On peut comprendre le yoga, dans son histoire longue, comme une forme récurrente de résistance, intérieure, culturelle, parfois politique. Non pas une résistance frontale, mais un déplacement silencieux du centre de gravité : du pouvoir extérieur vers l’expérience vécue, de la conformité vers l’investigation directe.
Aux origines de la civilisation indienne, la tradition des Vedas organisait la vie religieuse et sociale autour de rituels complexes, de sacrifices codifiés et d’une hiérarchie sacerdotale stricte. La relation au sacré passait par l’action rituelle et l’autorité brahmanique. Le prêtre était l’intermédiaire nécessaire entre l’humain et le cosmos. L’individu, en tant que sujet de sa propre expérience spirituelle, n’avait pas encore de place reconnue.
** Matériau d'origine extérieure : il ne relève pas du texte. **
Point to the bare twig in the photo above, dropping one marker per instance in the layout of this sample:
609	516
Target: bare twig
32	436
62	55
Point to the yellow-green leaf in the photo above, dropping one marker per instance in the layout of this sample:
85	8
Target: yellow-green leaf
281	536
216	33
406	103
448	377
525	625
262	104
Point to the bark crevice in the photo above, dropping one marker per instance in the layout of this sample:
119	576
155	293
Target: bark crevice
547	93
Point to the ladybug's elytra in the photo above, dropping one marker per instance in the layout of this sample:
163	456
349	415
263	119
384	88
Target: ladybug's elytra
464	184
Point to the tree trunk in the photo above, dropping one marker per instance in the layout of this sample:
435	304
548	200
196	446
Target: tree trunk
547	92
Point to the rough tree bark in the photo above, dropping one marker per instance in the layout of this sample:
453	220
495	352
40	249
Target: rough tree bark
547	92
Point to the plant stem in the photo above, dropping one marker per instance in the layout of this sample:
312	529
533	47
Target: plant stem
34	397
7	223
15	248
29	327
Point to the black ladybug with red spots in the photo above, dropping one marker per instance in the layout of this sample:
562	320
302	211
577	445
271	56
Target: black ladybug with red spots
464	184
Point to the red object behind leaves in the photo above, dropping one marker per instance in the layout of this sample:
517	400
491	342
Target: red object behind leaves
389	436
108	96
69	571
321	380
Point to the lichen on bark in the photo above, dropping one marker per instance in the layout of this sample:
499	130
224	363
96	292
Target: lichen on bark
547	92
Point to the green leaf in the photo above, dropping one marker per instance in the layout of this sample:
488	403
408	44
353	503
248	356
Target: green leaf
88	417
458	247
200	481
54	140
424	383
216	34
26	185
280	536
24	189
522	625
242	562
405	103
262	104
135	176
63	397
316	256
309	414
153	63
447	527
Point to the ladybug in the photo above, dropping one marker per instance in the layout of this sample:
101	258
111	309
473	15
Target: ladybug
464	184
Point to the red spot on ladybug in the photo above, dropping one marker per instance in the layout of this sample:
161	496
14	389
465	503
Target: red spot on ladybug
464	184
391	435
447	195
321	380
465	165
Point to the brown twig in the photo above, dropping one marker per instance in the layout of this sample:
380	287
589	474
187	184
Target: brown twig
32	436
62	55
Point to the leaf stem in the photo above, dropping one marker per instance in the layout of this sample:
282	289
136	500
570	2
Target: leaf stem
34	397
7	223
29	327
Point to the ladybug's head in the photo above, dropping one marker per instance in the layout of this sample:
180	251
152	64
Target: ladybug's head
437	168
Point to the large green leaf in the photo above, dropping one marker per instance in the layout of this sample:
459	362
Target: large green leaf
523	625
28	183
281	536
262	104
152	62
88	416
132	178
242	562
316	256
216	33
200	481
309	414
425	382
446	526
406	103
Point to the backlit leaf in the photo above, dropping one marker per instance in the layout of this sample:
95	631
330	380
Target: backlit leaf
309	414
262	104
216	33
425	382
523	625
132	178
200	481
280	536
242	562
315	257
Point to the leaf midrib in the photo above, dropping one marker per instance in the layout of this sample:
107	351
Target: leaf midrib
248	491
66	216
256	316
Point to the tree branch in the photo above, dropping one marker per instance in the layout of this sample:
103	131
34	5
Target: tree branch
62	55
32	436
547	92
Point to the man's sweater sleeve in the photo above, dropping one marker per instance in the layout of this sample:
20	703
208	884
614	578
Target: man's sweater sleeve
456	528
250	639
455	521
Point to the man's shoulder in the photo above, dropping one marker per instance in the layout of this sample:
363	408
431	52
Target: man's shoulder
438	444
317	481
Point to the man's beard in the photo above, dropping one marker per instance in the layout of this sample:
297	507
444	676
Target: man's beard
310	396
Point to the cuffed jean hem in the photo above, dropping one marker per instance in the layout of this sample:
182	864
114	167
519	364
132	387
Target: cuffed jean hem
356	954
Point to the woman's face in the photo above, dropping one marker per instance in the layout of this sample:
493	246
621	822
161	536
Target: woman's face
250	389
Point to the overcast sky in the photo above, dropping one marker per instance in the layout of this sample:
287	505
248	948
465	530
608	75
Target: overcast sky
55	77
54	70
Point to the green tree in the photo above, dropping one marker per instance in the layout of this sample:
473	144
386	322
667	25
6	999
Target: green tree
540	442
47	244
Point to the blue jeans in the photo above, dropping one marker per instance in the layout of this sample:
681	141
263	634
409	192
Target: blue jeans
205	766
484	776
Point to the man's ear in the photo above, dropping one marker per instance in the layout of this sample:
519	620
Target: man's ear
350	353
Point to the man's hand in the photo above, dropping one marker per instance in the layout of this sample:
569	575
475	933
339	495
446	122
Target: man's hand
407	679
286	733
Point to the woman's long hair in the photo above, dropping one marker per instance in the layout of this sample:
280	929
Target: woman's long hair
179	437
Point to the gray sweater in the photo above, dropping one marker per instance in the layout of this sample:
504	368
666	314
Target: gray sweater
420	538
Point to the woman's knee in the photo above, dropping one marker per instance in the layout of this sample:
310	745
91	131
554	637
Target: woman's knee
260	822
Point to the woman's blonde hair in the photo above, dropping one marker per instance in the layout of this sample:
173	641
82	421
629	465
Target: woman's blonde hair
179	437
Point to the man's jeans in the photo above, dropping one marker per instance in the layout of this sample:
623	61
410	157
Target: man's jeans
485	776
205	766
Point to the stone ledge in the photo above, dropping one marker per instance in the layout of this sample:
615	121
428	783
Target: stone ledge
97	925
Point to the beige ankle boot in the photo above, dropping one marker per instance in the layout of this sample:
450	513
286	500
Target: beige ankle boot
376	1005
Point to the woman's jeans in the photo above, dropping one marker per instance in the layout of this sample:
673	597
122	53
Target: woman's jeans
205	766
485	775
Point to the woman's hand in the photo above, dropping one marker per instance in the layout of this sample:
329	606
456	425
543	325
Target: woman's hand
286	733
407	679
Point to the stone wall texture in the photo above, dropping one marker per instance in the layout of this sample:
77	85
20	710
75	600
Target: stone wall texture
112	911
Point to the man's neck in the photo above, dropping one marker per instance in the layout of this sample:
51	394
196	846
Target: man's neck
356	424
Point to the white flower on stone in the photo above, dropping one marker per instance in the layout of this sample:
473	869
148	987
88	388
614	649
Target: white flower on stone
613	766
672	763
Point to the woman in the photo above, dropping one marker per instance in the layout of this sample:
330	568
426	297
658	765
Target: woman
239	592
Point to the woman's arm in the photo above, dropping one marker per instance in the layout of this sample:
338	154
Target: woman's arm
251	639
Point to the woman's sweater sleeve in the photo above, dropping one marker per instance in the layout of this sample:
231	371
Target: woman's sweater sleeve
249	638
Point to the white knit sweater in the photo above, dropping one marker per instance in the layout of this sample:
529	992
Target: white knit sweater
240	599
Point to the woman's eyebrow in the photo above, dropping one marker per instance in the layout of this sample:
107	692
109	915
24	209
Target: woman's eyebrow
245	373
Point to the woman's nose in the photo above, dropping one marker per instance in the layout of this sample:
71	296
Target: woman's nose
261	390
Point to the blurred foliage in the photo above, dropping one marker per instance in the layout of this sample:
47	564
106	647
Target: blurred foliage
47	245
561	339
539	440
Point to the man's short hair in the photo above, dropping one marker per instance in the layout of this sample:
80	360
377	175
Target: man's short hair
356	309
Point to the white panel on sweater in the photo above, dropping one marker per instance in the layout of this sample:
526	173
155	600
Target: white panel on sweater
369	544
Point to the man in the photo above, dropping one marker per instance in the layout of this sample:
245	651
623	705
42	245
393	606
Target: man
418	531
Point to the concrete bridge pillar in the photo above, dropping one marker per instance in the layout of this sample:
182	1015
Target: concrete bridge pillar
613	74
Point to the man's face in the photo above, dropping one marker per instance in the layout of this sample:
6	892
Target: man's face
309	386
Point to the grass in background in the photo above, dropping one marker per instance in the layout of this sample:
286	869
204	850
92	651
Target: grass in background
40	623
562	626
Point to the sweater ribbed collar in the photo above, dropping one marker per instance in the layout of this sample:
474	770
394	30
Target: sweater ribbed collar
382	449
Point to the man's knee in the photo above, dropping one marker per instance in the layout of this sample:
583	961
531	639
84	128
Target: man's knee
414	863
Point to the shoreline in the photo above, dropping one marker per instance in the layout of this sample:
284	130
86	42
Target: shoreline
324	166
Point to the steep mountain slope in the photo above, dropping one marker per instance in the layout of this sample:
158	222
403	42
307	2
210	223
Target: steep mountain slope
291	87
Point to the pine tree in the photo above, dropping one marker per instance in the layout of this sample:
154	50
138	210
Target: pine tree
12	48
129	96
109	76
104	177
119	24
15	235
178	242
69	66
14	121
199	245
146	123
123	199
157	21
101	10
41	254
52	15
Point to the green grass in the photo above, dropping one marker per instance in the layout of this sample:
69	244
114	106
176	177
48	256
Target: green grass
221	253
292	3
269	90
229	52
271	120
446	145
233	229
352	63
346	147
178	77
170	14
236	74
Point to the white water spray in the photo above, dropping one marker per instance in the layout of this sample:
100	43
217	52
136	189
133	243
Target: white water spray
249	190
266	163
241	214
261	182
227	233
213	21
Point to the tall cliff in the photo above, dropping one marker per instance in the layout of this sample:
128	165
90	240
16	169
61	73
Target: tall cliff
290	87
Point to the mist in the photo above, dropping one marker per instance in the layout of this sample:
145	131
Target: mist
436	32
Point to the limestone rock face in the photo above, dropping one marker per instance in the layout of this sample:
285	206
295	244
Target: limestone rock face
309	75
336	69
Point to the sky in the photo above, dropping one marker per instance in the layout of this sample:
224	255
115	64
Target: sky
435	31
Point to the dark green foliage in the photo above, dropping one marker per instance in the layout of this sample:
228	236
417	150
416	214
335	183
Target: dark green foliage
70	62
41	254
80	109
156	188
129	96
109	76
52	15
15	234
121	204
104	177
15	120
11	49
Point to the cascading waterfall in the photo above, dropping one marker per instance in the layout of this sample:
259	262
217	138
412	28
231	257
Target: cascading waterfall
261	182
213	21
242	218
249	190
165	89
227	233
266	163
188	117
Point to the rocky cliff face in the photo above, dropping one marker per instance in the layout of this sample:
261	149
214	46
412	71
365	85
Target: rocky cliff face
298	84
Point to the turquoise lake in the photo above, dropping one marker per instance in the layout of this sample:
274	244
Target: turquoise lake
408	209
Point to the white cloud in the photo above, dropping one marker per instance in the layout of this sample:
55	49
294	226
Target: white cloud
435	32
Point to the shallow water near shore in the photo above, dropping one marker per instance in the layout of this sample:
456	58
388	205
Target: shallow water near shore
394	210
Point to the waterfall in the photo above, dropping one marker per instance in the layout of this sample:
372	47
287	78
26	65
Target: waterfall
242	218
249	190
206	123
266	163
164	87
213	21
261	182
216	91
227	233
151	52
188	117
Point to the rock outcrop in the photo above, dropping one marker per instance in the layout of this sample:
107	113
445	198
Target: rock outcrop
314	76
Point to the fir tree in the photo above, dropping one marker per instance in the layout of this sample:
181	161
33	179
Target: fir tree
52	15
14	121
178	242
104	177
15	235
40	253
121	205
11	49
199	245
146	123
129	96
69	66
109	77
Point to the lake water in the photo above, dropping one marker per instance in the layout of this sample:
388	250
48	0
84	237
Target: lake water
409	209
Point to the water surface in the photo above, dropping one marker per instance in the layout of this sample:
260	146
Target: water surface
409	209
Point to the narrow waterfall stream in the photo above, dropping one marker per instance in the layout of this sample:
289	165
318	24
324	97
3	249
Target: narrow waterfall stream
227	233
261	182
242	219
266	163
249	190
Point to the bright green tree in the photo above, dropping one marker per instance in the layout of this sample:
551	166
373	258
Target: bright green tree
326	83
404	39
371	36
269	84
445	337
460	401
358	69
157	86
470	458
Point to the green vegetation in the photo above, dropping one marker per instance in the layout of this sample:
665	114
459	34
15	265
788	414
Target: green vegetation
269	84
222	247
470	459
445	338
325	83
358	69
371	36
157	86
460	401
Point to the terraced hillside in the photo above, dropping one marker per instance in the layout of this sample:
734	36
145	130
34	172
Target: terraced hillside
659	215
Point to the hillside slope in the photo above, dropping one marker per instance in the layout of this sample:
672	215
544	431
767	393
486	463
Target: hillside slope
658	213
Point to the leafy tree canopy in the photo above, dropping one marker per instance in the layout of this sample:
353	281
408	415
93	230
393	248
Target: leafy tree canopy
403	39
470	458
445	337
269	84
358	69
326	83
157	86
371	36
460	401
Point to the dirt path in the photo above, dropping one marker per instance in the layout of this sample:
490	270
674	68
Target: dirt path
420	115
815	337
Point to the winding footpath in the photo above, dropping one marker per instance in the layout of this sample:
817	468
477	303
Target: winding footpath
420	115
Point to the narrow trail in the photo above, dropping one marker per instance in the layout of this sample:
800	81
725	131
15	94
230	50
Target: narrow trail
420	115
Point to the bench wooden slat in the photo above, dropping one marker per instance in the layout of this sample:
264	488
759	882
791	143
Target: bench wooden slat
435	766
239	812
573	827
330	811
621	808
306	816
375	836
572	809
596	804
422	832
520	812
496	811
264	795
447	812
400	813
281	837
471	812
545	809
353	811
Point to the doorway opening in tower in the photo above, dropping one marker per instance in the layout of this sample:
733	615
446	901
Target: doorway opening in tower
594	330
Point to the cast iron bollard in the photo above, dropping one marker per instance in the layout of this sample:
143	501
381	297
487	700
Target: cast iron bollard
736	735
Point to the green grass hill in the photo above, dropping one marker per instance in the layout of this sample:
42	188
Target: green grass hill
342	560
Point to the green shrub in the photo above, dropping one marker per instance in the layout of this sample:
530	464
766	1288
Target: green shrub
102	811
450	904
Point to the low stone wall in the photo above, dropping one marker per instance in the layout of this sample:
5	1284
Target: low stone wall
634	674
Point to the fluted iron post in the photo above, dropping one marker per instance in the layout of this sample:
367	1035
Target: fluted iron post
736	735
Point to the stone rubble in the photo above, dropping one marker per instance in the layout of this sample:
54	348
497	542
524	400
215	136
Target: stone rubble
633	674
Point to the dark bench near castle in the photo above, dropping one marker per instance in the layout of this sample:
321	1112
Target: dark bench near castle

Cette architecture rituelle n’était pas seulement religieuse : elle fondait un ordre social. Les Brāhmaṇas, textes de commentaire liturgique, détaillaient avec une précision extrême les gestes, les formules, les séquences à respecter. Le pouvoir appartenait à ceux qui maîtrisaient ces codes. Comme le souligne Jan Gonda dans Vedic Literature (1975), la connaissance rituelle constituait la clé de voûte de l’organisation sociale et cosmologique de l’Inde ancienne. Madeleine Biardeau, dans L’Hindouisme : anthropologie d’une civilisation (Flammarion, 1981), offre une lecture complémentaire en montrant comment cette structure rituelle engageait une vision totale du monde, où chaque geste sacrificiel participait au maintien de l’ordre cosmique (r̥ta). Louis de La Vallée-Poussin, dans Le Brahmanisme, fournit une analyse classique de cette organisation sacerdotale et de la centralité du rituel dans la civilisation védique.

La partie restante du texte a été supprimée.